Of all the coaches who have been hired and fired throughout the history of basketball, from the roots of the ABA to the modern day NBA, never before has a team traveled 6,000 miles to find its next coach.
When David Blatt left Maccabi Tel Aviv and introduced himself to Cleveland this week, he smashed through a unique barrier. He is the first person to leave a head-coaching job with an overseas team for a head-coaching job in the NBA, and the milestone isn't lost on him.
"I know that I'm carrying a torch," Blatt said Wednesday. "I hope like hell I don't drop it."
The reasons why it has never happened before are varied, but Blatt is also a unique case study. He is American, born and raised in the Boston suburbs and Ivy League educated.
English is his first language, he has dual citizenship with Israel and, yes, he admitted he misses Boston lobsters and macaroni and cheese.
But he also believes there is a stigma against European coaches coming to America and hopes his time with the Cavaliers dissuades that notion.
"There's no doubt in my mind that there are plenty of great coaches in Europe," he said. "Just as there are many, many great players in Europe who have already found their way over and become significant players in the best league in the world."
Cavs General Manager David Griffin called it a timing issue. Blatt, 55, won every championship he could this season and felt ready to make the jump. He found a willing partner in the Cavs.
"We've got ownership that very much supports outside-the-box thinking, innovation and creativity. Those are all things I care a great deal about," Griffin said. "When it comes with a track record of success like David has, it was just the perfect confluence of events. I think that confluence just hadn't come together anywhere else before."

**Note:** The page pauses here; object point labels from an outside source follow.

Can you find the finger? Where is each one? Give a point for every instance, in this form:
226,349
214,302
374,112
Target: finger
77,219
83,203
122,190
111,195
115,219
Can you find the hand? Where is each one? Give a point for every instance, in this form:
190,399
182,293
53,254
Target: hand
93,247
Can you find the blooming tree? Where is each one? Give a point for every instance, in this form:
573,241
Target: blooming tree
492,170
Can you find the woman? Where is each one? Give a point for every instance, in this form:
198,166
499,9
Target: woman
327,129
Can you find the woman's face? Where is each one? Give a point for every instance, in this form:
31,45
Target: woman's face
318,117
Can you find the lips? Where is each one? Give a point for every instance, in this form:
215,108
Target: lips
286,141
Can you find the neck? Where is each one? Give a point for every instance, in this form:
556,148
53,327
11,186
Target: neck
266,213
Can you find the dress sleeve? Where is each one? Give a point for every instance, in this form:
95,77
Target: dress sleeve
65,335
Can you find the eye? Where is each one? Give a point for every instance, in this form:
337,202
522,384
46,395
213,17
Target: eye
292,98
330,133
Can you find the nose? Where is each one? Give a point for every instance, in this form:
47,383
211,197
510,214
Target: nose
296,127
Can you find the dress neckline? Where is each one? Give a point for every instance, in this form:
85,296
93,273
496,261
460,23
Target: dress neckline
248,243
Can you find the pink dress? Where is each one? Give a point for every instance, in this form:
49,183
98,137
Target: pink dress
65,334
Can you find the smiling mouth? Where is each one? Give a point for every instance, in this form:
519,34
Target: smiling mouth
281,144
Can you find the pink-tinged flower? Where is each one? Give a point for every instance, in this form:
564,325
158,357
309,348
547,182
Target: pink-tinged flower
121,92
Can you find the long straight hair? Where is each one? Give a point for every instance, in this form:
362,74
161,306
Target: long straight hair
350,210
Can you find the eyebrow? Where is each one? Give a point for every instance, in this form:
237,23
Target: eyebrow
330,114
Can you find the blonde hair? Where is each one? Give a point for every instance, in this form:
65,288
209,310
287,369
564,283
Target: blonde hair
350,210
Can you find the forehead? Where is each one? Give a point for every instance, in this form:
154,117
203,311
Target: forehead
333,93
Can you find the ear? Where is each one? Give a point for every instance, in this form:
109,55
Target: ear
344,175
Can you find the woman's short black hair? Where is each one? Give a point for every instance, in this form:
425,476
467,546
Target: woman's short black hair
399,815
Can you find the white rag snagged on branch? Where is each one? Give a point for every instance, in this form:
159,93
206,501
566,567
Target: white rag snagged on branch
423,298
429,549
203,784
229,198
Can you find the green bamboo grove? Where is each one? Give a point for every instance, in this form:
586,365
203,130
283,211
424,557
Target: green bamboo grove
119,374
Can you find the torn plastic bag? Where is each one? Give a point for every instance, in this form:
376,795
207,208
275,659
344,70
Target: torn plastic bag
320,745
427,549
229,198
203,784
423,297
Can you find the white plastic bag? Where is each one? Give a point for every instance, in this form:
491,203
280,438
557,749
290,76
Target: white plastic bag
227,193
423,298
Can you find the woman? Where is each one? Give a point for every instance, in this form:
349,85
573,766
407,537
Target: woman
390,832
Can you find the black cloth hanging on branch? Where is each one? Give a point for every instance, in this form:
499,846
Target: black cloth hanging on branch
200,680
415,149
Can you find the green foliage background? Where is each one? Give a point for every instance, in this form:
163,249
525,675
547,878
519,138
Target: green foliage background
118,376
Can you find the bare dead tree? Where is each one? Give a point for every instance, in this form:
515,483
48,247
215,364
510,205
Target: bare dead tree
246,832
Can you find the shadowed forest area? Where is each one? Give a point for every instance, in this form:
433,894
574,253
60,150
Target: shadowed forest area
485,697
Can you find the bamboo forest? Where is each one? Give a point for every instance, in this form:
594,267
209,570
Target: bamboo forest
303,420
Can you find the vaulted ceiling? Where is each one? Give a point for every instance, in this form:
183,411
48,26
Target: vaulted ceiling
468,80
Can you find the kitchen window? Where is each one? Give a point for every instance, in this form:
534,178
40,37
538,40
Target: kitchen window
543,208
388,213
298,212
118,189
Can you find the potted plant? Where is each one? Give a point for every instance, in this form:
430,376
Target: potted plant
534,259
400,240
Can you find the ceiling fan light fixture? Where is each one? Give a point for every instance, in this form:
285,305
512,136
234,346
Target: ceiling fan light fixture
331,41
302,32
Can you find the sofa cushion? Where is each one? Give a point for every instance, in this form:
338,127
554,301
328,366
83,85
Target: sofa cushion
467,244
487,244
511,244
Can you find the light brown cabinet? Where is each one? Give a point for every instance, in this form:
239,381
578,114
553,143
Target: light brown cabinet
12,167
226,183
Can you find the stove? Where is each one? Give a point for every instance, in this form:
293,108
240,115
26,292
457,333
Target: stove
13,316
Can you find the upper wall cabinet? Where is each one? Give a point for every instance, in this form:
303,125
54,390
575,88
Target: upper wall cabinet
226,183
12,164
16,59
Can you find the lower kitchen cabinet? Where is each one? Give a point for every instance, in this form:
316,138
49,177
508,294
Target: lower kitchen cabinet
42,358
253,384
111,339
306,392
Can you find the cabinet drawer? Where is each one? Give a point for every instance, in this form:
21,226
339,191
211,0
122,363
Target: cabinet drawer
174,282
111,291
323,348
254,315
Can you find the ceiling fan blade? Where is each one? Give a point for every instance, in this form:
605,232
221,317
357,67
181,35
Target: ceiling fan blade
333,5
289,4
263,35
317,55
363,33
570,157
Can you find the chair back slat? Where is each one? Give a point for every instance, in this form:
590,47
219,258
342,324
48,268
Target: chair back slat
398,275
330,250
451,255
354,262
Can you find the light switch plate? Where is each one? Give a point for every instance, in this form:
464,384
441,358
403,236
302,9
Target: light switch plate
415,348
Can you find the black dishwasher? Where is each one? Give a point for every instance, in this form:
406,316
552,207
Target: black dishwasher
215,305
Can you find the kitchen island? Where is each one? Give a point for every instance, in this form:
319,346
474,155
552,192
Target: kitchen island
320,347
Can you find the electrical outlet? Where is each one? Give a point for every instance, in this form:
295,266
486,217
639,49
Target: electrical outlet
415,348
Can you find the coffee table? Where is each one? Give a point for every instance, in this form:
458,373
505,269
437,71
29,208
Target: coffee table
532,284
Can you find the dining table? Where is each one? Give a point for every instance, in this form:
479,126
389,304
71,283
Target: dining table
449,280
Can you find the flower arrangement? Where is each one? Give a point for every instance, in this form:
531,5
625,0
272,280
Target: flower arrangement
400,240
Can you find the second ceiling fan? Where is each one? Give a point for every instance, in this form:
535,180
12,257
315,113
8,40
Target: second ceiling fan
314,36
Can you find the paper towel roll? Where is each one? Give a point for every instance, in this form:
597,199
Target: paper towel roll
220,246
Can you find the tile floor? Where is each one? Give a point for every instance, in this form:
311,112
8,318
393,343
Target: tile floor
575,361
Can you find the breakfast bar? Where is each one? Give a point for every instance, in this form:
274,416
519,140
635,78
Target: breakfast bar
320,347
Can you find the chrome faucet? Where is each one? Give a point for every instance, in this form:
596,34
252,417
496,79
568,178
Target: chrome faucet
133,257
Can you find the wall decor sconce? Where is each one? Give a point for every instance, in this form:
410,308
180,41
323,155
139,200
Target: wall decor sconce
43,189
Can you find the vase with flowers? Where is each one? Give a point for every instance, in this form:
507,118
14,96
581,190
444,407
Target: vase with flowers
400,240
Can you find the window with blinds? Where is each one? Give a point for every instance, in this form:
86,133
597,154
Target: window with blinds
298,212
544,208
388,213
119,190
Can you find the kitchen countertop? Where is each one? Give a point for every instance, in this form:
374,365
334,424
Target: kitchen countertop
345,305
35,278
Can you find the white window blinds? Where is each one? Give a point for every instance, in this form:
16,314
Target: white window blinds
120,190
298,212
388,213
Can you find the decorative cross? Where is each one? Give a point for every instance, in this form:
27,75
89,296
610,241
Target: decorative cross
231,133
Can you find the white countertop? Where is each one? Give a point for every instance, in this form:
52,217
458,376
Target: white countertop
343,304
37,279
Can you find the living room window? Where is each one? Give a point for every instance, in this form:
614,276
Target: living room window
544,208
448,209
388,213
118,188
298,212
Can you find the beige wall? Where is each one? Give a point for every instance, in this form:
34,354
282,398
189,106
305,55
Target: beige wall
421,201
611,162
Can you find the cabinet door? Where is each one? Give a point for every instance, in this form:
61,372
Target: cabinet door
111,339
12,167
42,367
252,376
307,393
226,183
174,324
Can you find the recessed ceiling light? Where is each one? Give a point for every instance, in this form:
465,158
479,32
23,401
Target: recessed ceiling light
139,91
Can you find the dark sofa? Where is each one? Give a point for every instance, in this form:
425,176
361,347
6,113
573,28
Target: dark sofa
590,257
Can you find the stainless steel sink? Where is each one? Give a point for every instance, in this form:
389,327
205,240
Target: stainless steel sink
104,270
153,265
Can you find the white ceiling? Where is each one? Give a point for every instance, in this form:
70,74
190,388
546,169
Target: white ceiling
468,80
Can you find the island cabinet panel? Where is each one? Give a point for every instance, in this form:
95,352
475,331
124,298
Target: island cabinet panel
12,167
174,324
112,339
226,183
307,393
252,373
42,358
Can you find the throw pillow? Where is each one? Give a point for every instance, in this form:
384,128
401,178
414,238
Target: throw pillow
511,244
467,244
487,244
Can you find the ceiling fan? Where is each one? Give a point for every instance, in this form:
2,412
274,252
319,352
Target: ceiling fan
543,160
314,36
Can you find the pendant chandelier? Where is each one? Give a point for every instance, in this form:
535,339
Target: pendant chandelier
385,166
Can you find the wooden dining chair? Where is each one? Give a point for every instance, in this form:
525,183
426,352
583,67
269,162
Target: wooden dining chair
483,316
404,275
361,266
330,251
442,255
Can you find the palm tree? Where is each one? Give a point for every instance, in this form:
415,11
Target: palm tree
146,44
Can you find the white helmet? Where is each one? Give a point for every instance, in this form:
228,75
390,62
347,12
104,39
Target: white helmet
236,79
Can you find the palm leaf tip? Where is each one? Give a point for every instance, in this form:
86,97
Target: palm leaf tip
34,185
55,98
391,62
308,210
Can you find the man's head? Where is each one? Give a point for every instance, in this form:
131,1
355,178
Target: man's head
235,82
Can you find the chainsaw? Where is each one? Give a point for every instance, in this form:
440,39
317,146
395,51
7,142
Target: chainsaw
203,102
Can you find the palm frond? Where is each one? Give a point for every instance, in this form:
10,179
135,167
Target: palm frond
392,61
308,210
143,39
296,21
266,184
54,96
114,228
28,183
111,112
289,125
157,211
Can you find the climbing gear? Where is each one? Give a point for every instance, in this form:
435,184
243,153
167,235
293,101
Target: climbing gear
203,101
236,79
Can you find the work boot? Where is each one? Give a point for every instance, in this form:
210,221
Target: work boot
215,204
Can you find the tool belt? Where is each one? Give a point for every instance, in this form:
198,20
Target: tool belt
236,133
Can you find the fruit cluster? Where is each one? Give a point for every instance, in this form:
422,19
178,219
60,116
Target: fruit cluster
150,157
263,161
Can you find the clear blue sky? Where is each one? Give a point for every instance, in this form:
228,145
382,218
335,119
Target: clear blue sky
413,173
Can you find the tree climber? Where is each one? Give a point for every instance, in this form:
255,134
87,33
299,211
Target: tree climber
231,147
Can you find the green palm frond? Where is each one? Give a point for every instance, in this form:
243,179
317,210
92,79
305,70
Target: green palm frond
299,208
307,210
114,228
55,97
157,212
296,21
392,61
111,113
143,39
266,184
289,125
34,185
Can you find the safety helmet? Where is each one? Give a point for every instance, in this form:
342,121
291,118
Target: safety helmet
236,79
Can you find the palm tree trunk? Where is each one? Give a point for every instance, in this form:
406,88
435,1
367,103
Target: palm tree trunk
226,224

Blatt certainly appeared confident Wednesday, declaring he has won everywhere he has coached and expects that to continue here. He had no issue with the Cavs hiring Tyronn Lue -- the runner-up behind him for the job -- as associate head coach despite only recently meeting and chatting with Lue. And he is already doing his best to downplay the idea he is only an offensive-minded coach.
"I'm not an offensive or defensive coach," he said. "I'm a basketball coach."
Griffin said he contacted 11 coaching candidates before settling on Blatt, yet was equally impressed with Lue. Whenever Griffin contacted league personnel to inquire about a candidate, the conversation always seemed to turn back to Lue.
To lure him away from Doc Rivers and the Los Angeles Clippers, the Cavs made Lue, 37, the league's highest-paid assistant coach with a starting salary next season of more than $1 million.
"I had the opportunity to have several discussions with Tyronn. Everything they told me about Ty was true and then some," Blatt said. "Really have a great feeling about him. When we were able to bring Tyronn over to the team, no one was happier than me."
As for the rest of the coaching staff, staffs in the Euroleague are small and Blatt's former assistant will take over at Maccabi Tel Aviv. He won't bring any support staff with him to the Cavs.
Blatt is an unknown among NBA players, but neither he nor Griffin seem worried it will hurt the Cavs in free agency. Griffin pointed to Blatt's former player, Drew Kennedy, making the drive from Chicago to attend Wednesday's news conference as proof of the way Blatt can connect with players.
"This is a man who builds deep, meaningful relationships with the players that last a lifetime," Griffin said. "I have no doubt whatsoever he's going to be able to connect with anybody we put in front of him."